When we think of the word diaspora, it is usually in negative terms, contextualized in a framework out of sync with biblical teaching. Seeking control where none is possible, the human being desires a permanent place–a secure homeland–even as history and biology suggest life’s perpetual transience. To correct our understanding of diaspora in a way that reflects the wisdom of Micah, we need only consider its etymology. A compilation of two Greek words, dia (δια, between, through, across) and spora (σπορά, a sowing, seed) diaspora suggests an idea of community that shatters the violent boundaries we impose on each other and the natural world. “The lilies of the field,” Matthew writes, “neither toil nor spin,” (Matthew 6:28) yet their spora–like all plant life–is carried to the ends of the earth, flourishing wherever it lands.

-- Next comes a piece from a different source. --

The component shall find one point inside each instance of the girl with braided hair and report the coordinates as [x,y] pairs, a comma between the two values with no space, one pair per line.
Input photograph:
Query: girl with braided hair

Exhorting Jerusalem to consider this transience, Micah imagines a Zion outside of Palestine, the patchwork of a displaced “remnant” (5:7) of the “least” and the “outcast” of the people of Judah. (4:6-8; 5:2)
Employing the emotional symbols of state power, in chapter 5, Micah offers hope to a besieged city, speaking of a shepherd in Jerusalem who “will arise and shepherd his flock” (5:4) wielding the “strength of the Lord.” (5:4) This great shepherd, Micah tells us, will secure life for his people, delivering Judah “from the Assyrian when he attacks our land.” (5:6) Playing on the sin that caused Judah’s fall–the worship of temporal strength–Micah pulls a bait and switch, replacing the god Judah wants with the one assigned “from of old.” (5:2) It is true that Jerusalem will be saved, but not in the way that she imagines:
Then the remnant of Jacob
Will be among many peoples
Like dew from the Lord,
Like showers on vegetation
Which do not wait for man
Or delay for the sons of men.” (5:7)
Life for Jerusalem, Micah explains, comes from the Lord, who saves his people from the Assyrian by using the tyrant’s abuse as an opportunity to scatter the remnant of Judah “like showers on vegetation.” (5:7)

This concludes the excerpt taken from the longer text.